Gomorra è una serie tv crime in cui manca quasi totalmente la controparte poliziesca. Ciò è singolare perché ovviamente non è una storia girata in un luogo esotico avvolto in un indefinito e nebuloso assetto istituzionale. Siamo alle porte di una delle città più grandi e più importanti d’Europa. E qui, gli sceneggiatori offrono una rappresentazione dei fatti che trasuda una pesante denuncia di impotenza dello Stato in tutti i suoi reticoli. Una sorta di bolla galleggiante in cui avviene di tutto, nell’indifferenza generale. Esecuzioni alla luce del giorno, gruppi criminali che mettono i propri rivali agli arresti “di quartiere”, disponendo anche dei mezzi di controllo e implementazione dell’ordinanza criminale, operazioni paramilitari per dare l’assalto ad interi palazzi (con tanto di sequestro di inquilini all’interno di van), gente che di notte entra nei cimiteri e si ricava un loculo last minute dissotterrando i morti.

L’originalità non sta tanto nel fatto che i buoni non ci siano, e che il copione sia tenuto in piedi da cattivi che affrontano altri cattivi nella lotta per il potere. Di questo è piena la storia del cinema. Ma piuttosto nella peculiarità di gruppi antagonisti di cattivi che operano indisturbati in una zona franca in cui tutto è possibile. E chiunque si trovi a vivere in questi confini del possibile viene trascinato in un vortice di indicibile violenza. Innocenti, complici, brave persone, e quelli disposti a reggere il gioco. In questo senso Gomorra rappresenta un’evoluzione drammatica anche rispetto all’altra serie di culto che l’ha preceduta, Romanzo Criminale. Nella saga della banda della Magliana, i protagonisti erano altrettanto cattivi, anzi forse un po’ meno.

Nella loro conquista di Roma si scontravano con altre formazioni criminali, locali e nazionali. Lì lo Stato c’era, il commissario di polizia era uno dei personaggi principali. E, puntualmente, doveva prendere atto della sua impotenza di fronte alla forza di una banda di criminali, molto caratterizzati nella loro rappresentazione, che sembrava potere qualsiasi cosa. Ma ciò avveniva perché, a un secondo e più oscuro livello statuale (rappresentato nella serie sotto forma di imprecisati servizi segreti), si stabilivano i confini entro cui i protagonisti criminali potevano prendersi gioco dei personaggi del livello statuale inferiore, quello che vive alla luce del giorno, il commissario e i poliziotti per intenderci.

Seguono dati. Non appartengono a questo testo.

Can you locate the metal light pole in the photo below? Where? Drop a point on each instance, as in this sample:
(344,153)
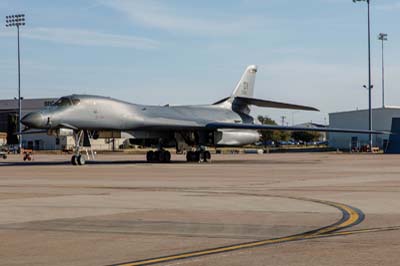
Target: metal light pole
(18,21)
(383,37)
(369,72)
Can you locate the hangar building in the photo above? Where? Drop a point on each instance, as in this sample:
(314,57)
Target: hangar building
(358,119)
(42,141)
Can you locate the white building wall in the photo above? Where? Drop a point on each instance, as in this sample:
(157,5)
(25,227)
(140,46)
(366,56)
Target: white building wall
(381,120)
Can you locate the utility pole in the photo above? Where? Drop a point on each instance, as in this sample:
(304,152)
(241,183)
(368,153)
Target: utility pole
(283,120)
(18,21)
(369,73)
(383,37)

Il racconto di questo dualismo tra piano alto e piano basso delle istituzioni pubbliche non era certamente rassicurante, ma dava l’idea di uno Stato che teneva la situazione sotto controllo, al punto da intervenire con disinvoltura per alterare l’assetto del gruppo criminale a proprio piacimento (senza aggiungere altro per non spoilerare chi non ha ancora visto e magari vuole farlo, Romanzo Criminale). In sostanza, la rappresentazione offerta dagli sceneggiatori di Romanzo Criminale, partendo dall’omonimo romanzo, è quella di un caos che esiste fintanto che lo Stato lo lascia esistere. In Gomorra invece gli sceneggiatori trasmettono la sensazione di una generale impotenza, o forse deliberato disinteresse, o un misto di entrambe le cose. E questo è uno dei modi più tragici in cui le sventure italiane siano state fin qui raccontate sul piccolo schermo.